Op deze plaats heb ik eerder gewezen op de theorie van Het Nieuwe Normaal, een langdurige situatie waarin de (westerse) wereld haar verslaving aan schuld en krediet moet zien kwijt te raken. De hoge schuldratio’s maken het onmogelijk voor burgers, bedrijven en overheden nog meer op de pof te leven en ons uit “de problemen te lenen”. Dit betekent dat het westen eerst haar schulden moet afbouwen (deleveraging). De economische groei zal niet meer dan 1-2% kunnen bedragen. In een dergelijke langdurige fase zullen “goede” maanden/kwartalen voortdurend “slechte” periodes afwisselen. Aandelenbeurzen zullen hier telkens op reageren in de verwachting dat er een nieuwe trend is ingezet.
Als in 2013 de nieuwe president aan het werk gaat – of dit nu Romney of weer Obama is – zal deleveraging en dan vooral van de Federale Overheid volop in de belangstelling komen te staan.
In Europa hebben wij onze eigen euro-crisis die ons het zicht ontneemt op de voorspoed van de Kondratieff golf. Spanje en Griekenland zijn niet de enige landen waar de noodzaak van begrotingsdiscipline stuit op de bezuinigingsmoeheid van de burgers. In Frankrijk wil de nieuwe president François Hollande het begrotingspact van oktober 2011 opnieuw onderhandelen.
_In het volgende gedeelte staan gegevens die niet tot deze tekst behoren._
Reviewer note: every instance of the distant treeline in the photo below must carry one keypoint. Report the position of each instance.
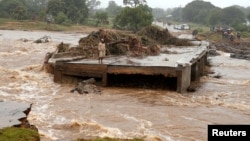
(78, 11)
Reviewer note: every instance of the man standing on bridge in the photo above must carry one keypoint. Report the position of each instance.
(101, 51)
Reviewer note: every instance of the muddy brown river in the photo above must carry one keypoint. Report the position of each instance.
(118, 112)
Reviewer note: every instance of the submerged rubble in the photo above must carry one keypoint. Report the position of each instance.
(86, 87)
(15, 114)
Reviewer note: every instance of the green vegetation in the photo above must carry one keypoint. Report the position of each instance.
(109, 139)
(18, 134)
(134, 18)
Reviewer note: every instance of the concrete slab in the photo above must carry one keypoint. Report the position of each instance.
(11, 112)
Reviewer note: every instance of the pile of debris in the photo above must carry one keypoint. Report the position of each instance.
(239, 50)
(154, 35)
(146, 43)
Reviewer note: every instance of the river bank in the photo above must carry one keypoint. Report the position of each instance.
(119, 112)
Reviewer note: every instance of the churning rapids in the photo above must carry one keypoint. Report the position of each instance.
(118, 112)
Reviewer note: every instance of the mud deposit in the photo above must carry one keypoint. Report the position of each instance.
(119, 112)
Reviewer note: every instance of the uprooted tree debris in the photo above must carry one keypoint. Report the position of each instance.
(147, 42)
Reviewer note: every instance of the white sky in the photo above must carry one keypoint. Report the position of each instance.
(177, 3)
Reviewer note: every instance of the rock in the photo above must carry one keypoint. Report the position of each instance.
(44, 39)
(86, 87)
(14, 114)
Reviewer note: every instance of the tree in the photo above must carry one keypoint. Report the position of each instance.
(75, 10)
(92, 4)
(36, 9)
(134, 3)
(248, 16)
(134, 18)
(215, 17)
(11, 9)
(101, 17)
(232, 16)
(177, 14)
(197, 11)
(113, 9)
(55, 6)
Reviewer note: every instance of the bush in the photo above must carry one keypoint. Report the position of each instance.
(60, 18)
(18, 134)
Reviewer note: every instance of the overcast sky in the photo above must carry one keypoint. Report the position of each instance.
(177, 3)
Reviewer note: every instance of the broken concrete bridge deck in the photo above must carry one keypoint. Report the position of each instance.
(186, 64)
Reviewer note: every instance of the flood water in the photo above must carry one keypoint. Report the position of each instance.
(119, 112)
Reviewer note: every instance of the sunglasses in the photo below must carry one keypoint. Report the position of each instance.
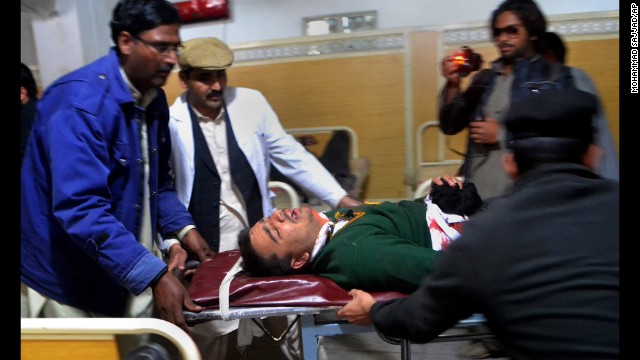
(510, 31)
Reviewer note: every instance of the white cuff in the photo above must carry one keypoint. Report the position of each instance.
(165, 244)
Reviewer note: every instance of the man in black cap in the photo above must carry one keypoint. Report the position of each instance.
(541, 263)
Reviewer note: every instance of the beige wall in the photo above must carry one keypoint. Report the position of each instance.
(384, 96)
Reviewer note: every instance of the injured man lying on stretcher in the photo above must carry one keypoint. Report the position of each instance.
(375, 247)
(399, 242)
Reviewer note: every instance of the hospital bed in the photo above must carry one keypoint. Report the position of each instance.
(226, 294)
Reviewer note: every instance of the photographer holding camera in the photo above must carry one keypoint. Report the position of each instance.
(516, 27)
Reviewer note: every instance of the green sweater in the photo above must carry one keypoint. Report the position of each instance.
(384, 247)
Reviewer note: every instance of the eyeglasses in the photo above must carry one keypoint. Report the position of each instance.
(510, 31)
(162, 49)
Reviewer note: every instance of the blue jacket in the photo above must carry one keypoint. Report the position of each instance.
(82, 191)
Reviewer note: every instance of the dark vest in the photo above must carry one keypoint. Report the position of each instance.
(205, 197)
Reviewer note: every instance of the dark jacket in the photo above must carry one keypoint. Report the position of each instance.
(482, 163)
(541, 264)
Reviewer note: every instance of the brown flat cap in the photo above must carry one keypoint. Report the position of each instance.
(205, 53)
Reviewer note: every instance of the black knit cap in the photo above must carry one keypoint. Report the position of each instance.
(552, 114)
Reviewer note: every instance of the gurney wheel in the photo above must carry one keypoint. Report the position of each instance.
(389, 339)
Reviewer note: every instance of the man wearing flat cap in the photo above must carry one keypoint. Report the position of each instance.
(224, 140)
(540, 263)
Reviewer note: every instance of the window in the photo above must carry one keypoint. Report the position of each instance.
(340, 23)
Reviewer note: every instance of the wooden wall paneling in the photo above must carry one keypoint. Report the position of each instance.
(600, 58)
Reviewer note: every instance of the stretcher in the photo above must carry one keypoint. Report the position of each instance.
(227, 294)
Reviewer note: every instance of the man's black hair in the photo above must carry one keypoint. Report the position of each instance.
(528, 12)
(454, 200)
(136, 16)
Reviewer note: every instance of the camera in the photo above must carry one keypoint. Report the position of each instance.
(467, 60)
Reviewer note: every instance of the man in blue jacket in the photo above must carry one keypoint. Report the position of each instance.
(96, 185)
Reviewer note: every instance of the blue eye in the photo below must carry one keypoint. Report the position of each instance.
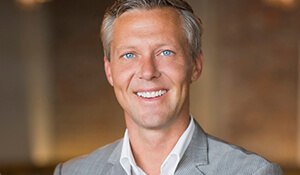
(166, 53)
(128, 55)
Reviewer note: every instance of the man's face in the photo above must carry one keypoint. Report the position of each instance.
(151, 68)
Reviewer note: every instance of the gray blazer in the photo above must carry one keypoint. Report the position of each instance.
(205, 155)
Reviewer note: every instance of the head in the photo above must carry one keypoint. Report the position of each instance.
(152, 54)
(191, 24)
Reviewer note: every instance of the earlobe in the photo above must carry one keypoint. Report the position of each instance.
(198, 66)
(107, 68)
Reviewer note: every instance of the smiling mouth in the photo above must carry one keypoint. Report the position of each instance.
(151, 94)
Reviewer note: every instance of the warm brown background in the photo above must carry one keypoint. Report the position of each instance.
(55, 102)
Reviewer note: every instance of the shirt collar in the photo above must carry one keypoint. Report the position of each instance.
(169, 165)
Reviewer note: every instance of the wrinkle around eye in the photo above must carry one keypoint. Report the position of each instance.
(166, 53)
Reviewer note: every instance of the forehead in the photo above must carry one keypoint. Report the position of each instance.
(162, 18)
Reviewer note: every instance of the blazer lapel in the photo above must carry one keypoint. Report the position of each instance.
(195, 157)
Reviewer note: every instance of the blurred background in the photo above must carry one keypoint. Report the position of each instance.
(55, 102)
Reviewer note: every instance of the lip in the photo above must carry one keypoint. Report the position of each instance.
(156, 93)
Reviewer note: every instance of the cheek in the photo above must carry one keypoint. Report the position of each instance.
(121, 75)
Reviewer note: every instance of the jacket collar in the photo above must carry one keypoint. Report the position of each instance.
(194, 159)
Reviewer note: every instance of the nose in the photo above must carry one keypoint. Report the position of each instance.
(148, 69)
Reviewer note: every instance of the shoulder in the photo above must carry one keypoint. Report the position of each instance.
(237, 160)
(90, 163)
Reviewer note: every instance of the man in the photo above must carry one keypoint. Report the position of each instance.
(152, 55)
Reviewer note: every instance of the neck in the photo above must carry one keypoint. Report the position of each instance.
(150, 147)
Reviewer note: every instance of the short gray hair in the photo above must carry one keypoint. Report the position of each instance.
(192, 25)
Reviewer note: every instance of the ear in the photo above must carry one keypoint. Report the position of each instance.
(198, 66)
(107, 68)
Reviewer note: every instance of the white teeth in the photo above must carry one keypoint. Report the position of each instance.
(152, 94)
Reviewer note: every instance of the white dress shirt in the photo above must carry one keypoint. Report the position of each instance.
(170, 163)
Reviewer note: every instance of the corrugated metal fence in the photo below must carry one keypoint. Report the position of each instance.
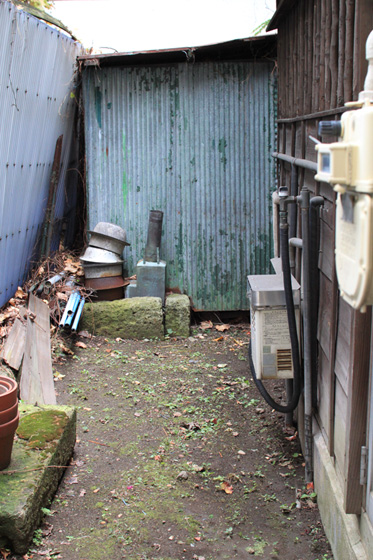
(37, 66)
(192, 140)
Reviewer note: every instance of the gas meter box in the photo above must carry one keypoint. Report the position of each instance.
(349, 162)
(348, 165)
(270, 338)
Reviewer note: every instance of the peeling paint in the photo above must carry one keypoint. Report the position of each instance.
(98, 105)
(190, 140)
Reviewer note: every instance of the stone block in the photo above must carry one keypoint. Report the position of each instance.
(177, 315)
(135, 318)
(45, 444)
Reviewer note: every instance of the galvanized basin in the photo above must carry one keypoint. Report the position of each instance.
(97, 270)
(108, 236)
(101, 256)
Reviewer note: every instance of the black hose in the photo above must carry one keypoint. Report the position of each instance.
(315, 203)
(292, 404)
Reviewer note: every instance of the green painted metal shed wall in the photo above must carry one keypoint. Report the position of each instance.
(195, 141)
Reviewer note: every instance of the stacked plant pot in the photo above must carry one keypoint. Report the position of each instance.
(9, 418)
(103, 263)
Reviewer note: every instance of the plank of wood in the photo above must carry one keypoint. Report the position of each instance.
(14, 347)
(357, 409)
(36, 384)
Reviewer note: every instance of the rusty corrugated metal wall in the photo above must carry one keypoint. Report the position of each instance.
(195, 141)
(37, 66)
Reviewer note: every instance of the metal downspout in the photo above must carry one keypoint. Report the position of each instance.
(315, 203)
(304, 200)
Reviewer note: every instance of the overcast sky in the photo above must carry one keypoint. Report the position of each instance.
(131, 25)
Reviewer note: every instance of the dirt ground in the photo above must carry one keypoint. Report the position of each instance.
(177, 457)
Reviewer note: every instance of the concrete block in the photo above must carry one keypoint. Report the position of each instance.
(46, 437)
(342, 530)
(136, 318)
(177, 315)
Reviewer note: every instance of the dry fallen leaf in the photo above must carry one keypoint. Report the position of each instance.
(222, 328)
(226, 487)
(20, 293)
(66, 350)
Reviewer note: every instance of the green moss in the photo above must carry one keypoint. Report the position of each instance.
(42, 427)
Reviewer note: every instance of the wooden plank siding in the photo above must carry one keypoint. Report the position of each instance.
(321, 62)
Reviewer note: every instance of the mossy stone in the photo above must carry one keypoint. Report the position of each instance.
(32, 478)
(42, 427)
(134, 318)
(177, 315)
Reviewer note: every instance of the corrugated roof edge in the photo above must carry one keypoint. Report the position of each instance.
(283, 7)
(262, 47)
(41, 14)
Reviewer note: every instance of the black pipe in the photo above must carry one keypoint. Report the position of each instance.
(293, 402)
(315, 203)
(304, 163)
(153, 242)
(293, 217)
(293, 207)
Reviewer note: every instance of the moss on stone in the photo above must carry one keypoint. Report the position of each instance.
(42, 427)
(177, 319)
(134, 318)
(31, 480)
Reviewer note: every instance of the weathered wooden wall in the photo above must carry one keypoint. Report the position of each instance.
(321, 61)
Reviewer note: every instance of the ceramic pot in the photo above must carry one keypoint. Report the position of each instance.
(8, 392)
(8, 414)
(7, 432)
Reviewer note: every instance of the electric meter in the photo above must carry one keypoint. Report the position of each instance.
(348, 166)
(270, 337)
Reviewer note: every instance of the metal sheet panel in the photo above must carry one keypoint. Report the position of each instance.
(37, 66)
(192, 140)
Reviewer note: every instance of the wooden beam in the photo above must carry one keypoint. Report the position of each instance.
(356, 416)
(14, 347)
(36, 384)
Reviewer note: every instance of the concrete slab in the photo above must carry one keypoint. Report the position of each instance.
(44, 443)
(135, 318)
(342, 530)
(177, 315)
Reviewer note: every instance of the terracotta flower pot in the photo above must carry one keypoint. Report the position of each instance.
(8, 414)
(8, 392)
(7, 432)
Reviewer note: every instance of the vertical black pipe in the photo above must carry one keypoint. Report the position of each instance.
(315, 203)
(292, 233)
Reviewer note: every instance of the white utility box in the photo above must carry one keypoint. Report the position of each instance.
(270, 338)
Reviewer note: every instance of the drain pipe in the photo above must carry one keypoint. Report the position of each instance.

In zo’n context gloeit het woord “groei” dan ineens op. De president van de ECB, Mario Draghi, spreekt nu van de noodzaak van een Groeipact en zelfs de Duitse bondskanselier Merkel spreekt zich er over uit dat Europa ook banen en groei moet bevorderen. Hoe dat moet gebeuren, daarover zijn de meningen verdeeld. Gegeven de noodzaak om begrotingstekorten niet te laten oplopen, komt men toch weer uit bij structurele hervormingen binnen de lidstaten (b.v. van de arbeidsmarkt) en tussen de lidstaten (b.v. het wegnemen van de belemmeringen bij het dienstenverkeer).
Als deze hervormingen daadwerkelijk ter hand worden genomen, dan zou met een vertraging het vertrouwen van ondernemers en burgers kunnen herstellen en de economische groei haar oude pad weer kunnen belopen. Misschien komen wij dan aan het eind van dit decennium precies uit op de voorspelde top van de lange Kondratieff-golf.
Voor de belegger blijft de vraag of ie moet blijven zitten tot alles weer in orde komt (“buy and hold”) of toch liever moet inspelen op de kortere golfbewegingen die nog zullen volgen. Hopelijk geeft het VBA-seminar bouwstenen voor een antwoord hierop.